Ja zaraz bym pewnie dodał, że NIEKTÓRE dziewczyny od "amore" mają trochę "zniekształcone" postrzeganie rzeczywistości - żyją w świecie swojego "amore", jego przyjaciół/znajomych, pracują dzięki znajomościom rodziny "amore" (jeśli pracują).
W takim związku, gdzie jedna osoba jest aż tak uzależniona od drugiej - tej uzależnionej jest naprawdę trudno zdobyć się na jakąkolwiek krytykę świata, który ją "przyjął".
Ups - a jednak dodałem :|
Troche mi przykro ,ze julia bella i corsir , tak latwo feruja wyroki.....
Jestem sposata z Wlochem, ale zapytaj mnie a w ciagu sekundy powiem ci co mi sie nie podoba tutaj i dlaczego. To nie prawda ,ze my "te od amore" stracilysmy obiektywne patrzenie na rzeczywistosc. I w ciagu sekundy powiem ci co mi sie nie podoba w Polsce, ale jak juz wczesniej gdzies pisalam, to jest kwestia decyzji i swiadomych wyboròw.
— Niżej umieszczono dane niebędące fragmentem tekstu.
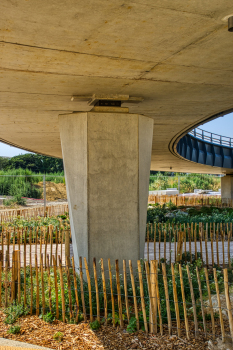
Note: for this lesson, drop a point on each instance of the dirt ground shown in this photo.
(35, 331)
(53, 191)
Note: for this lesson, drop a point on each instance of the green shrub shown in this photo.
(14, 329)
(132, 326)
(48, 317)
(58, 336)
(13, 312)
(95, 325)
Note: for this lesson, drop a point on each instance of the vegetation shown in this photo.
(34, 162)
(15, 311)
(188, 182)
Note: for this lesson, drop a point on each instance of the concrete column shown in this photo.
(227, 189)
(107, 163)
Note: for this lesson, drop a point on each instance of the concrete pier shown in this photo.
(107, 157)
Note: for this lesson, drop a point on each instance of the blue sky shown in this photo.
(221, 126)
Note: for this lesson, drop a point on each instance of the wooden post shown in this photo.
(152, 316)
(82, 290)
(89, 286)
(228, 301)
(167, 299)
(134, 293)
(142, 295)
(176, 301)
(75, 289)
(62, 290)
(125, 289)
(184, 302)
(153, 296)
(42, 284)
(37, 288)
(112, 295)
(201, 299)
(119, 293)
(219, 306)
(210, 301)
(193, 302)
(67, 244)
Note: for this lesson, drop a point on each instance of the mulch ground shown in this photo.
(35, 331)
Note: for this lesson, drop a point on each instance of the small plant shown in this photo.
(14, 329)
(132, 326)
(95, 325)
(58, 336)
(13, 312)
(48, 317)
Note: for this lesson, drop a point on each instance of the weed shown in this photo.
(132, 326)
(58, 336)
(95, 325)
(13, 312)
(48, 317)
(14, 329)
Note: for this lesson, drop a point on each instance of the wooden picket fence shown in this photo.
(34, 212)
(159, 303)
(211, 242)
(194, 200)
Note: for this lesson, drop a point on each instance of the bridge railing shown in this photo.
(211, 137)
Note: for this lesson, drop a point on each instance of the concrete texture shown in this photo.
(107, 164)
(227, 188)
(9, 344)
(177, 55)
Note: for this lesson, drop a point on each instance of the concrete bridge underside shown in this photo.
(176, 55)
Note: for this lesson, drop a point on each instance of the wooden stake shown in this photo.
(176, 301)
(42, 284)
(125, 289)
(219, 305)
(228, 301)
(167, 299)
(210, 301)
(62, 290)
(89, 286)
(112, 295)
(142, 295)
(55, 285)
(134, 293)
(37, 288)
(193, 302)
(201, 299)
(184, 302)
(82, 290)
(119, 293)
(75, 288)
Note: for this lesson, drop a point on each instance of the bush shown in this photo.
(95, 325)
(13, 312)
(14, 329)
(48, 317)
(58, 336)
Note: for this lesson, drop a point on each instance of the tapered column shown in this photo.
(227, 189)
(107, 164)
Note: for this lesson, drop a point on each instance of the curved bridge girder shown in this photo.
(196, 150)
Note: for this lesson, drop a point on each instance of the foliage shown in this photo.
(58, 336)
(13, 312)
(95, 325)
(188, 182)
(34, 162)
(14, 329)
(49, 317)
(132, 326)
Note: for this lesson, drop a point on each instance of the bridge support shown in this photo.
(227, 189)
(107, 163)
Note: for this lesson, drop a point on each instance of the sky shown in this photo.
(221, 126)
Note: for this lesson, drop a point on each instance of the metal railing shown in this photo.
(211, 137)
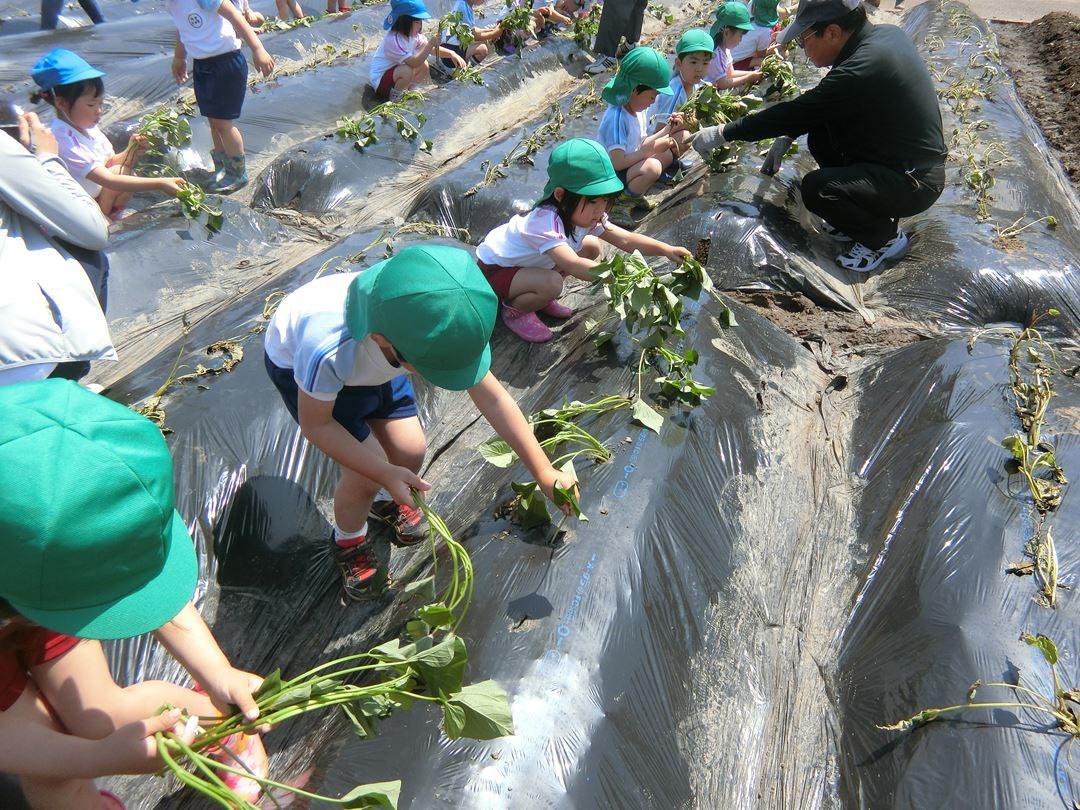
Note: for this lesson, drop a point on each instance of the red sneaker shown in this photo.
(526, 325)
(556, 310)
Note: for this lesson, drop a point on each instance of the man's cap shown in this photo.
(61, 66)
(639, 66)
(582, 166)
(435, 308)
(812, 12)
(93, 545)
(693, 41)
(405, 9)
(731, 15)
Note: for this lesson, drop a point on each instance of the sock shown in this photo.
(345, 539)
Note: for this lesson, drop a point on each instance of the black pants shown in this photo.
(866, 200)
(619, 18)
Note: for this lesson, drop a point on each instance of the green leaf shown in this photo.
(486, 712)
(1015, 446)
(374, 796)
(1047, 647)
(498, 453)
(646, 416)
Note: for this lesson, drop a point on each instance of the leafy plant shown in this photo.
(778, 72)
(403, 113)
(428, 664)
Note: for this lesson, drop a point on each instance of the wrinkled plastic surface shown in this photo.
(818, 549)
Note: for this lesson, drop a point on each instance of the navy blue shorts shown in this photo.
(220, 84)
(354, 404)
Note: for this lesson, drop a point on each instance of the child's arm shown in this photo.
(179, 61)
(30, 747)
(264, 62)
(631, 241)
(115, 181)
(320, 428)
(190, 642)
(502, 414)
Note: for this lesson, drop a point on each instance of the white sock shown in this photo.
(349, 538)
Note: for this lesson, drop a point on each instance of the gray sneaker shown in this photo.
(602, 65)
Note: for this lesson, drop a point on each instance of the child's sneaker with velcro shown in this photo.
(408, 523)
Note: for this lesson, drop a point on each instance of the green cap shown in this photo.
(693, 41)
(93, 545)
(639, 66)
(434, 306)
(582, 166)
(731, 15)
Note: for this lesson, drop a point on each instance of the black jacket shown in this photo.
(876, 105)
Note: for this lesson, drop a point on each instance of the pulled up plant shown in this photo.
(403, 115)
(426, 664)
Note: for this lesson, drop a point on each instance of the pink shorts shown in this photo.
(387, 82)
(499, 277)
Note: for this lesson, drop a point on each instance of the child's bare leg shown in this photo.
(640, 176)
(43, 793)
(226, 135)
(91, 704)
(534, 288)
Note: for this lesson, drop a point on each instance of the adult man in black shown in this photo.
(873, 124)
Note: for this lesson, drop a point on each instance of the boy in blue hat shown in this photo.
(211, 31)
(638, 158)
(401, 61)
(338, 350)
(95, 550)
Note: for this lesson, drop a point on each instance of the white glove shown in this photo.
(775, 156)
(709, 139)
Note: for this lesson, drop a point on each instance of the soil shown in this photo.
(1043, 57)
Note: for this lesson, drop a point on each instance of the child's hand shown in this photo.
(264, 62)
(676, 253)
(553, 477)
(179, 69)
(400, 482)
(231, 689)
(171, 185)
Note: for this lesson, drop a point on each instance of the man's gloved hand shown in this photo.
(707, 139)
(775, 156)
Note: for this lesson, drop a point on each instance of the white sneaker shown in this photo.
(862, 259)
(603, 64)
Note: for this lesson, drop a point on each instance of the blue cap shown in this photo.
(61, 66)
(405, 9)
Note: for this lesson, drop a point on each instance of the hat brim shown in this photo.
(457, 379)
(144, 610)
(794, 30)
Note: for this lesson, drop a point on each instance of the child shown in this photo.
(477, 49)
(527, 259)
(338, 350)
(765, 22)
(96, 550)
(401, 59)
(731, 24)
(207, 30)
(692, 55)
(638, 159)
(76, 92)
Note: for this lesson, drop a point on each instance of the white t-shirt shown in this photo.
(82, 152)
(203, 31)
(719, 65)
(308, 334)
(620, 129)
(392, 51)
(525, 240)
Opròcz przyjaciol mego meza, przyjaznie sie z Polkami " badante", i potrafie zrozumiec ich problemy, mam tez przyjaciolki Polki, bo szukam takich znajomych.....tak roznica miedzy "emigrantami" a tymi na stale jest na pewno taka....ze my bierzemy kredyty w euro , a "oni/one wracaja do PL i zyja jak sie patrzy.Poczytajcie cale forum, zagladnijcie do roznych watkow,nazbiera sie tej obiektywnej krytyki....
wiesz Franci ja mysle,ze tez sa dwa typy dziewczyn tych "od amore".Tak jak mowi Corsair sa te,ktore nie widza nic i nikogo poza amore,ktore sa wdzieczne za cos-kto za lepsze zycie,kto za piekny dom,kto za jeszcze cos innego....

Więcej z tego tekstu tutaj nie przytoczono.